N’avez vous-rien d’autre à répondre aux critiques factuelles adressées à la ligne du sinistre Pascal Boniface (invité lors du lancement de la campagne de Benoît Hamon) ou à son porte-parole Alexis Bachelay (soutien répété au CCIF, épinglé dans « Nos très chers émirs » pour ses demandes troublantes au Qatar, polémique contre Tel Aviv sur Seine…), à part « c’est de la mauvaise foi » ? Où sont vos arguments ? Vos réponses ? Vos clarifications ? A part amalgamer les débats sur la laïcité avec des débats identitaires, vous n’avez rien d’autre à dire ? C’est bien cette confusion qui m’inquiète pour l’avenir de la gauche.

Où serait ma crédibilité quand je dénonce l’OPA factice du FN sur la laïcité ou la laïcité façon « Sens commun » de François Fillon si je me taisais quand la gauche ferme les yeux sur l’intégrisme ?

Ces alertes, croyez-le ou non, je ne les lance pas pour fracturer le camp des progressistes. Mais parce que je crois profondément, sincèrement, qu’une gauche qui fréquente le CCIF, les « Y a Bon Awards », ne voit pas le problème du camp d’été décolonial interdit aux blancs, crie avec les loups contre « Tel Aviv sur Seine », flatte ceux qui laissent croire que « laïcité = racisme » pour gagner des voix dans les quartiers populaires, joue un jeu très dangereux.

Je l’ai fait en sachant ce que cela pouvait me coûter comme retour de bâtons (je n’ai pas été déçue), pour une raison simple : je me bats depuis vingt ans pour que la gauche reste laïque et anti-intégriste. J’avais jusqu’ici la fierté de dire à l’étranger : « La gauche française est différente des autres, elle est restée laïque, surtout depuis ce qui est arrivé à Charlie ». Je ne sais pas si je pourrais toujours le dire après dimanche. Peut-être… Si Jean-Luc Mélenchon continue à faire une campagne de qualité sur ces questions.

Nous verrons. Mais je suis sûre d’une chose. Les débats que vous avez refusés et caricaturés pendant cette primaire vont s’imposer à vous, et à nous tous, pendant le reste de cette campagne présidentielle. Vous n’avez pas aimé qu’une partie de la gauche vous pose poliment quelques questions dérangeantes ? Vous verrez le résultat quand Marine Le Pen passera l’essentiel de sa campagne sur ces points faibles.

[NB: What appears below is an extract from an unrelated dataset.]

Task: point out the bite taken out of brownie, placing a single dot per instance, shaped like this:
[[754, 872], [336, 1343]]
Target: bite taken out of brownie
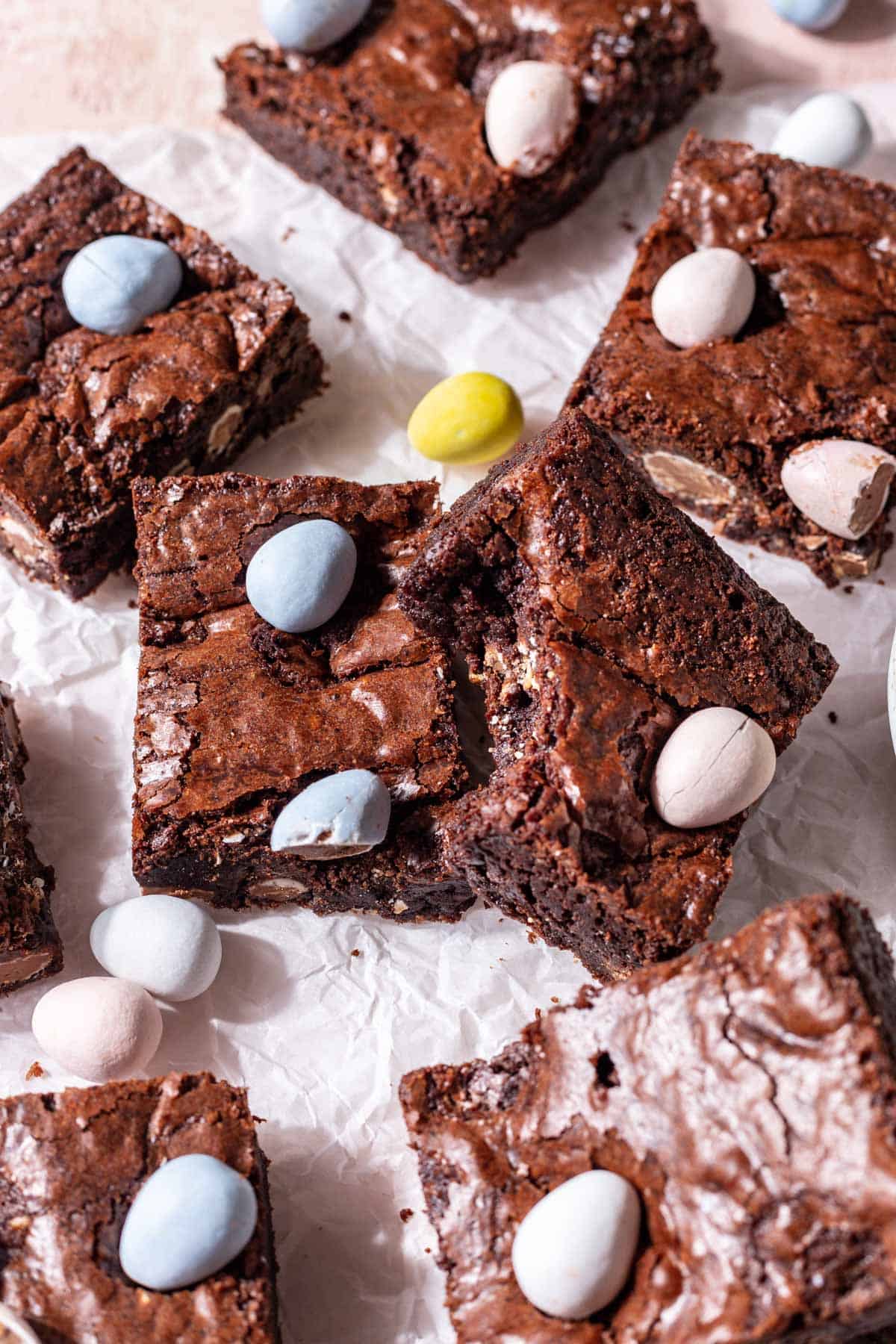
[[391, 120], [598, 617], [714, 425], [82, 414], [748, 1095], [235, 718]]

Un candidat de gauche fragile sur ces sujets, ce n’est pas la garantie de l’apaisement, c’est tout le contraire. Un cadeau fait aux identitaires, les vrais. C’est ce qui m’inquiète profondément. J’aurais voulu qu’on leur oppose, tous ensemble, une gauche impeccablement laïque. Pour les contenir et les faire reculer. Bizarrement, en cas d’attentat, j’ai peur que brandir le revenu universel face au FN soit un peu léger… Mais vous allez trouver que je ne rêve pas assez. Parfois, pourtant, il n’est pas besoin de dormir pour rêver. Avec un peu d’imagination et de courage, on peut le faire en restant éveillé.